One word to rule them all: understanding word embeddings for authorship attribution

Artjoms Šeļa and Maciej Eder (Instytut Języka Polskiego PAN)

With an advent of deep learning in natural language processing, the ways in which a text could be represented became much more complex and much less transparent. From simple estimations of word frequency distributions, technologies shifted to context-aware embeddings and neural network generalizations. These opaque representations made their way to the authorship attribution with obvious improvements across different tasks. Yet, this improvement did not bring us closer to understanding of authorial style. Rather the opposite thing happened, and we have obscured the reasons for feature effectiveness in attribution tasks.

To understand the effect of complex representations on authorship attribution, we propose a simple experimental setup with a basic word embedding model that represents words by their context (or co-occurrence with other words in immediate proximity). Our approach is two-fold: first, we want to use context-aware embeddings for authorship attribution and measure their performance. For this, we use “text2vec-lite” procedure, where each text becomes represented by its identity vector that is based on the distribution of a single frequent word. Second, we exploit word embedding model to continuously remove context from the equation, while still using embeddings for attribution. We continue to train models on shuffled texts, randomly insert non-existent words that serve as new identity vectors and perform other unspeakable atrocities.

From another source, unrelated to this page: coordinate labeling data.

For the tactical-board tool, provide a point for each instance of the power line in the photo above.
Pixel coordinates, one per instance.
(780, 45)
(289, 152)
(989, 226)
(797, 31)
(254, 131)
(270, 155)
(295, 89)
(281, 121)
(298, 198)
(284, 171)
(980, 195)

Our results show that it’s possible to completely remove context-dependent semantics from texts, yet embedded vectors will still perform well for authorship attribution task. This strongly suggests that contextual representation in authorship attribution remains dependent on the sheer frequency of the most frequent units of language. This raises questions for modern deep learning approaches in stylometry: yes, we can black-box a multitude of linguistic effects into a text representation, but do we really should?


The meeting will take place live at Zoom at 1 pm. To participate please fill in the survey: https://forms.gle/4K1MJ7V9JW8MDKmq7 – the link to the meeting will be sent sent to the email address passed in the form.

The first part of the meeting (the lecture) will be recorded to be later uploaded to our YouTube channel. While we will only be recording the slides and speaker’s audio, we kindly ask that those of you who do not want to risk accidental sharing of your personal image turn off the cameras and turn them back on in the second part of the meeting, a discussion, which will not be recorded.